Page MenuHomePhabricator

[Request] Analyzing the roll-out of temp accounts on major pilots as it impacts anti-abuse work
Closed, ResolvedPublic

Description

Please provide all the following information:

  • Context. Provide a short paragraph with some background context for your request, please include links to relevant material.

Temporary accounts are a paradigm shift for anonymous editing. We have some insights from rollout to small wikis, but in June/July we are rolling out to large wikis. After the rollout, we want to understand 1) impact on anti-abuse workflows, to understand if there are improvements we should make to tooling or features we need to introduce 2) ways that temporary accounts are being used for abuse, so we can understand if there are software based solutions to mitigate this abuse.

We also want to understand how IP reveal right is manually granted and how it is used across various user groups, considering also the potential that this right may be abused by those who have access.

  • Description. What is your request about?

Analyzing patterns in abuse related to temporary accounts to figure out where we need improvements in tooling to support communities.

  • Expected Deliverable. What is the ideal outcome or result of your request?

An analysis of abuse related to temporary accounts that points to specific software interventions that will reduce the burden of anti-abuse efforts on communities. Collection of comments or case studies where temporary accounts have impacted anti-abuse efforts.

  • Estimated Effort. Please provide an estimate of the amount of work needed to complete this task, if known.

Estimated 4 week analysis effort. This work should start after enough time has passed since roll-out of temporary accounts T340001 (roll-out begins in mid-June), in order to collect enough data for analysis. Ideally this should be finished by end of Q1, before further roll-out of temporary accounts.

  • Priority Please indicate a priority of your task and a small description of what it would unlock for you.

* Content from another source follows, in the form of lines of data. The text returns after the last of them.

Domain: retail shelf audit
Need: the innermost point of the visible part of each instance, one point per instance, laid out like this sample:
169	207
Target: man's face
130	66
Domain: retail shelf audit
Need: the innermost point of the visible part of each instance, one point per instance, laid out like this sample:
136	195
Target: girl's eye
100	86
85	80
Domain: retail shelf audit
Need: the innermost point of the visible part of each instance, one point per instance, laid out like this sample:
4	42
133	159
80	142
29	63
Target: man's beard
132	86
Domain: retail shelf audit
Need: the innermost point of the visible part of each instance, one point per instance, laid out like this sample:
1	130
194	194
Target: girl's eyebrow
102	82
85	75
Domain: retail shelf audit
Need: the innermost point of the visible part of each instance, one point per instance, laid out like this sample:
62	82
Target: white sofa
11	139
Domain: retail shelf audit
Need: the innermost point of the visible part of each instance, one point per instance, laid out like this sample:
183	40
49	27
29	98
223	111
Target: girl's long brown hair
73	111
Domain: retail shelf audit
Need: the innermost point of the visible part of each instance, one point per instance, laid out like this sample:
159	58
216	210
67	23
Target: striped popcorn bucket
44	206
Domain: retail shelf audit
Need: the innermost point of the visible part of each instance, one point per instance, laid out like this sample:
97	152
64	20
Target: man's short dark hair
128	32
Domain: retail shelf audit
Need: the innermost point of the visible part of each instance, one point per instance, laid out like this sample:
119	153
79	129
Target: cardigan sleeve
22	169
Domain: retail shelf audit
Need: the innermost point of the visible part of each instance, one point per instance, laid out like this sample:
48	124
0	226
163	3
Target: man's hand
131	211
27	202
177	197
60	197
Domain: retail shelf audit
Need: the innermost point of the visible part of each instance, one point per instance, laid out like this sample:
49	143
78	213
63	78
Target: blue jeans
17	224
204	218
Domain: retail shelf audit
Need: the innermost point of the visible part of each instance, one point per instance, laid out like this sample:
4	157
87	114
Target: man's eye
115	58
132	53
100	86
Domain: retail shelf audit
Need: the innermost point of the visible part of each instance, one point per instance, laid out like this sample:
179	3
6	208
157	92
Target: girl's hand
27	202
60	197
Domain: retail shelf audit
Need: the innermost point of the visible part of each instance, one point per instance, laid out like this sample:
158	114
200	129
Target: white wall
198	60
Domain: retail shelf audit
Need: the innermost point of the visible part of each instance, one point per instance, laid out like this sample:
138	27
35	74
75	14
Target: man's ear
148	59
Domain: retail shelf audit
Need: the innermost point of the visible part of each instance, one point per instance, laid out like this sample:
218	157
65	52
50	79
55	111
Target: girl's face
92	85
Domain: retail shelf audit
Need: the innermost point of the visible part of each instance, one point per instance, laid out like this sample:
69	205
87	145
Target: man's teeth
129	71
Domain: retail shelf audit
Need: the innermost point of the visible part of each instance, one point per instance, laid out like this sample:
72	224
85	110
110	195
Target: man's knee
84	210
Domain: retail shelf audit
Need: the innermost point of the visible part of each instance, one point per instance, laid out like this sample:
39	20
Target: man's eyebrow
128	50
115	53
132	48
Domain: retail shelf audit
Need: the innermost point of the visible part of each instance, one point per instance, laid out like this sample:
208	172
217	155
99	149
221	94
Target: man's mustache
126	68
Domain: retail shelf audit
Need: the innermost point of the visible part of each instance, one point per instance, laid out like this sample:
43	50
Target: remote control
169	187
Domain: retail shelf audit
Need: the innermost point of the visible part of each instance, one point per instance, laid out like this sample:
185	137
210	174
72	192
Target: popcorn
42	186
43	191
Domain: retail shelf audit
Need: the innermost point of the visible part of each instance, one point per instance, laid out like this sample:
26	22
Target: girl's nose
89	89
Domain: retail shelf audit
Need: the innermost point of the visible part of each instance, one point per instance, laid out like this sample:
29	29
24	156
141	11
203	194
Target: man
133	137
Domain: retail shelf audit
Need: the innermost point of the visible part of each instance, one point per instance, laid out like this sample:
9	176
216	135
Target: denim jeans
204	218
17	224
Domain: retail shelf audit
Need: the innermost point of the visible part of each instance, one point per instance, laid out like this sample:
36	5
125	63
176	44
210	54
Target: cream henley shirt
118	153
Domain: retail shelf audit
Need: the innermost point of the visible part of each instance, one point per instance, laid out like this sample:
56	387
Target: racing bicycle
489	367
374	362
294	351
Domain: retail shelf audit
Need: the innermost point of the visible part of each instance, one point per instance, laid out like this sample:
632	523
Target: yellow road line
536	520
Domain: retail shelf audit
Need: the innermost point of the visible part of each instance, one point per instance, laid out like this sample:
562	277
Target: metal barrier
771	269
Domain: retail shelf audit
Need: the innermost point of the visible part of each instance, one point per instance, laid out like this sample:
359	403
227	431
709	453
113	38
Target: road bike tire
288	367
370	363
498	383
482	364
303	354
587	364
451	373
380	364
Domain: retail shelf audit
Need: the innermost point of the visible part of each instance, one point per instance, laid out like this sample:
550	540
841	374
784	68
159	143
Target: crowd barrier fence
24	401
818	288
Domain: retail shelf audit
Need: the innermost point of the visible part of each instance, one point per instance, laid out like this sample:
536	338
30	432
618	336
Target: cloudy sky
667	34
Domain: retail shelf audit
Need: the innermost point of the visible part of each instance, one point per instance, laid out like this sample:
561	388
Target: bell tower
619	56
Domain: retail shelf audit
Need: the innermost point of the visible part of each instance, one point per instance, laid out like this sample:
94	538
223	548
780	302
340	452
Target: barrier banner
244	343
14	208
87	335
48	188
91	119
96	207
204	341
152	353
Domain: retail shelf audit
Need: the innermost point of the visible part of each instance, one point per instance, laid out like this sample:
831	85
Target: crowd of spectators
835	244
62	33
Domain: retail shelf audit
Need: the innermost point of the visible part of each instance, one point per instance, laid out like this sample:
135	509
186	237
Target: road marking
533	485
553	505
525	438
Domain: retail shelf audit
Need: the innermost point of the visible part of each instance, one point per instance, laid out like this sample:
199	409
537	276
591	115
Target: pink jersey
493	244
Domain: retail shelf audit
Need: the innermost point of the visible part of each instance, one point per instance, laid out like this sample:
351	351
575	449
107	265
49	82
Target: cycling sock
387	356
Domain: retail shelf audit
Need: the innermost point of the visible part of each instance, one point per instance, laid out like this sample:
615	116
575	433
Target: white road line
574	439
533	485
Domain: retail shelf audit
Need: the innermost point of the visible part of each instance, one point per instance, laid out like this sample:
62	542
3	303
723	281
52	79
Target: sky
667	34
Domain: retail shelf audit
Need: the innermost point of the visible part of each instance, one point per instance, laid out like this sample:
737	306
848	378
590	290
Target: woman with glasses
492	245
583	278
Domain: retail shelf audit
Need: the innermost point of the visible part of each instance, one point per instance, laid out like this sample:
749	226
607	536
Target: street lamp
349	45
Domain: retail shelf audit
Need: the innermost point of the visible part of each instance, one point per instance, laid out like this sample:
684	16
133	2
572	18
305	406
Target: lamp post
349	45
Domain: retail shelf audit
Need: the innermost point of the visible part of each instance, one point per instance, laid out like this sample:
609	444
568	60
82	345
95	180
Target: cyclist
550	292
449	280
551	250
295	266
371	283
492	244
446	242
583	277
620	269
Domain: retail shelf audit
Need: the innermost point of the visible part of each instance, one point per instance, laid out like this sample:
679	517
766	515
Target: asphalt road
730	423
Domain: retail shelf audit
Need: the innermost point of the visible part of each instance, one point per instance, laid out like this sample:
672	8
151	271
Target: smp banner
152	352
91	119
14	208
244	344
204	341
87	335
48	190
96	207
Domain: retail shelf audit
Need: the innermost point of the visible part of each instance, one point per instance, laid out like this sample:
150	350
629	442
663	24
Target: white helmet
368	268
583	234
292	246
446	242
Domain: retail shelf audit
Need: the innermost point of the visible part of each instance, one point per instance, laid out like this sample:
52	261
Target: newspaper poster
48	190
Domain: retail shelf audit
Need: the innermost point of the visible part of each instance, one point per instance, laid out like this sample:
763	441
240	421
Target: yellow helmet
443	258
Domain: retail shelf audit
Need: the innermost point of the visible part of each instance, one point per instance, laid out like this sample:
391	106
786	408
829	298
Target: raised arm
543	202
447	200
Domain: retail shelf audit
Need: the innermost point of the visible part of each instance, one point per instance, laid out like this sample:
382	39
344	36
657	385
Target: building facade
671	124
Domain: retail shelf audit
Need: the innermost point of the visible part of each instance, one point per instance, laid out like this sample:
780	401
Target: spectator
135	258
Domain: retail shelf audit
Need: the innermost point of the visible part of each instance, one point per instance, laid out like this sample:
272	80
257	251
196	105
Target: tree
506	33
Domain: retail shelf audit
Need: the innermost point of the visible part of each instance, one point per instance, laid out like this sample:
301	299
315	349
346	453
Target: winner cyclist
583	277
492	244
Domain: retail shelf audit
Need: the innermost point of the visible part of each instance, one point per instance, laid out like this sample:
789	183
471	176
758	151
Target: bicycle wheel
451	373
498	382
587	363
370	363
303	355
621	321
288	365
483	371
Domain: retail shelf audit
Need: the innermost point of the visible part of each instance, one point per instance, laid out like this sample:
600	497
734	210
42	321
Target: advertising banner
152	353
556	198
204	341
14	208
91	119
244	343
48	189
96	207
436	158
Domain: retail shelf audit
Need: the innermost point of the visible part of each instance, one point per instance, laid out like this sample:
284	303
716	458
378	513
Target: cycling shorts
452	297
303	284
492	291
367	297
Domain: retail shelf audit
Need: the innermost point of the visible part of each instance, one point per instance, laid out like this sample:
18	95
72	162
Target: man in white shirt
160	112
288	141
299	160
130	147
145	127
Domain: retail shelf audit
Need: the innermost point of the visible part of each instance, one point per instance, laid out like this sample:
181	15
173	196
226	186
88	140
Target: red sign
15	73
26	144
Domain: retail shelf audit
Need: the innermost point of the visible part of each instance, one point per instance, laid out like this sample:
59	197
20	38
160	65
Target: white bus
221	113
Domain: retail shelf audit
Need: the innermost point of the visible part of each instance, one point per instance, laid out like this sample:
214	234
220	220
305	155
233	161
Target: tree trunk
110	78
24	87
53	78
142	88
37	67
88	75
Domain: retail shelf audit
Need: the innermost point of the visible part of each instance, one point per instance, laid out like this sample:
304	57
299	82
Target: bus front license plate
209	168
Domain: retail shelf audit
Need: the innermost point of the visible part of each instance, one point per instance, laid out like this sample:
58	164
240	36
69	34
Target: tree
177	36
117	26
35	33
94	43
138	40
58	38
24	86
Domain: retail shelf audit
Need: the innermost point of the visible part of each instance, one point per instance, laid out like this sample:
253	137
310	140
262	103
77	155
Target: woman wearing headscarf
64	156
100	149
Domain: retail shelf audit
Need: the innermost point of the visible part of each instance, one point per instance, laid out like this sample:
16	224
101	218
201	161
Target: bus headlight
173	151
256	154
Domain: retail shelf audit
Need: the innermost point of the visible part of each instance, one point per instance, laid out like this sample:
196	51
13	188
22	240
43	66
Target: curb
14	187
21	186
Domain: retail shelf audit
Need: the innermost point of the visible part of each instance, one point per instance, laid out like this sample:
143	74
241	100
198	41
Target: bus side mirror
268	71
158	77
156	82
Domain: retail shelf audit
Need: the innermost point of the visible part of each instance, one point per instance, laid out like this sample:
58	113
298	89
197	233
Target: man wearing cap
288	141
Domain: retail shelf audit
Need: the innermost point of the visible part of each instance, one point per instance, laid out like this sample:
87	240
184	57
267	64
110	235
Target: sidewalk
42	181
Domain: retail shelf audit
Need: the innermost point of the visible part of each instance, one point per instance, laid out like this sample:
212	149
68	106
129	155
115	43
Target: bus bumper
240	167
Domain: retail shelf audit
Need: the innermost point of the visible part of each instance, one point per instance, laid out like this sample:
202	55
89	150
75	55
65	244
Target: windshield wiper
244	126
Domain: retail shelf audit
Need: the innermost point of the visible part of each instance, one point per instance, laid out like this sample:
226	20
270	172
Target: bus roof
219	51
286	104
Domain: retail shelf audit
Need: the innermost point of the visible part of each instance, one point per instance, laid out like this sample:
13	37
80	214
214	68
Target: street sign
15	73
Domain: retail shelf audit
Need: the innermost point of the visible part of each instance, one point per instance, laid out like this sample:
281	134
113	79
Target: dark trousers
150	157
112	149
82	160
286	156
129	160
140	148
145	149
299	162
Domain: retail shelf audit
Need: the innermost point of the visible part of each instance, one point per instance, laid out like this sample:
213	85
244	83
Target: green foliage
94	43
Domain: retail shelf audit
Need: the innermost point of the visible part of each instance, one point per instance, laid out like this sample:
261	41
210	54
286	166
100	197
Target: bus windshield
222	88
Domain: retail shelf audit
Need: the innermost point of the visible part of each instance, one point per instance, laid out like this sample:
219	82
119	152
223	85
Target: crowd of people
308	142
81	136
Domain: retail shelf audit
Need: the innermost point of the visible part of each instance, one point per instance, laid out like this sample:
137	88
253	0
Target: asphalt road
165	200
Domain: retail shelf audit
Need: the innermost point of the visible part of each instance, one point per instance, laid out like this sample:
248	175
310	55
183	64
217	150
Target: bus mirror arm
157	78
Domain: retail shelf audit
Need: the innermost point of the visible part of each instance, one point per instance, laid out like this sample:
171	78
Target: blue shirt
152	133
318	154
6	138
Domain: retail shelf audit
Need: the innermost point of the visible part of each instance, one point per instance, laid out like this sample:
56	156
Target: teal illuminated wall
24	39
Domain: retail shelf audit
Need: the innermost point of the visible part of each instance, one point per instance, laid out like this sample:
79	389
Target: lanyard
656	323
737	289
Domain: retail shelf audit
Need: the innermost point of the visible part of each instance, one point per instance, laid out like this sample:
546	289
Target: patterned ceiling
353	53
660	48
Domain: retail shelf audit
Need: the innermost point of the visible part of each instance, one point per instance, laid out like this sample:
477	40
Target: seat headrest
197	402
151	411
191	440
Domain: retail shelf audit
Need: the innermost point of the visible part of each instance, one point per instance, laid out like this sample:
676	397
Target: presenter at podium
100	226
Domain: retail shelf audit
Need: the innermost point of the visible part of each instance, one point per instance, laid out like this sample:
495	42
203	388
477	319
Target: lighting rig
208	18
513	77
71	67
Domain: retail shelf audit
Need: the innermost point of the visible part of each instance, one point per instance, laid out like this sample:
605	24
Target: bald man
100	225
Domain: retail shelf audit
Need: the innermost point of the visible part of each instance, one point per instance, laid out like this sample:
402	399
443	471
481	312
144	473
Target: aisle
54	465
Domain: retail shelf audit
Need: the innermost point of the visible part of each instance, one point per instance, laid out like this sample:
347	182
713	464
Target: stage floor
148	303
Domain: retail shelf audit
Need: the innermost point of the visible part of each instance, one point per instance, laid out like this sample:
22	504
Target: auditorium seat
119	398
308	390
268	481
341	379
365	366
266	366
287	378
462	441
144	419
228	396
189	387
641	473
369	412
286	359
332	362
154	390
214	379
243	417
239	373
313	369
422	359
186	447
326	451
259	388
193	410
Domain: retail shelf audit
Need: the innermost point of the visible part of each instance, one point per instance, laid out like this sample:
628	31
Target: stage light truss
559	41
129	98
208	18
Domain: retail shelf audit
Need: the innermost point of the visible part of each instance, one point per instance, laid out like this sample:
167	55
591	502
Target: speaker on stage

We ask you to leave this task as “needs triage” since your request will go through a Backlog refinement process where our team will prioritize the work.

I need this task resolved in:

  • 1 month.
  • 3 months.
  • 6 months.
  • Whenever you get to it :-)
  • Other. Do you have any other questions or comments ?

For use by WMF Research team; please leave everything below as it is:

  1. Does the request serve one of the existing Research team's audiences? If yes, choose the primary audience. (1 of 4)
  2. What is the type of work requested?
  3. What is the impact of responding to this request?
    • Support a technology or policy need of one or more WM projects
    • Advance the understanding of the WM projects.
    • Something else. If you choose this option, please explain briefly the impact below.

Event Timeline

Assigning to Claudia to follow up with Kosta about this request to confirm and determine what UX research approach is needed for this.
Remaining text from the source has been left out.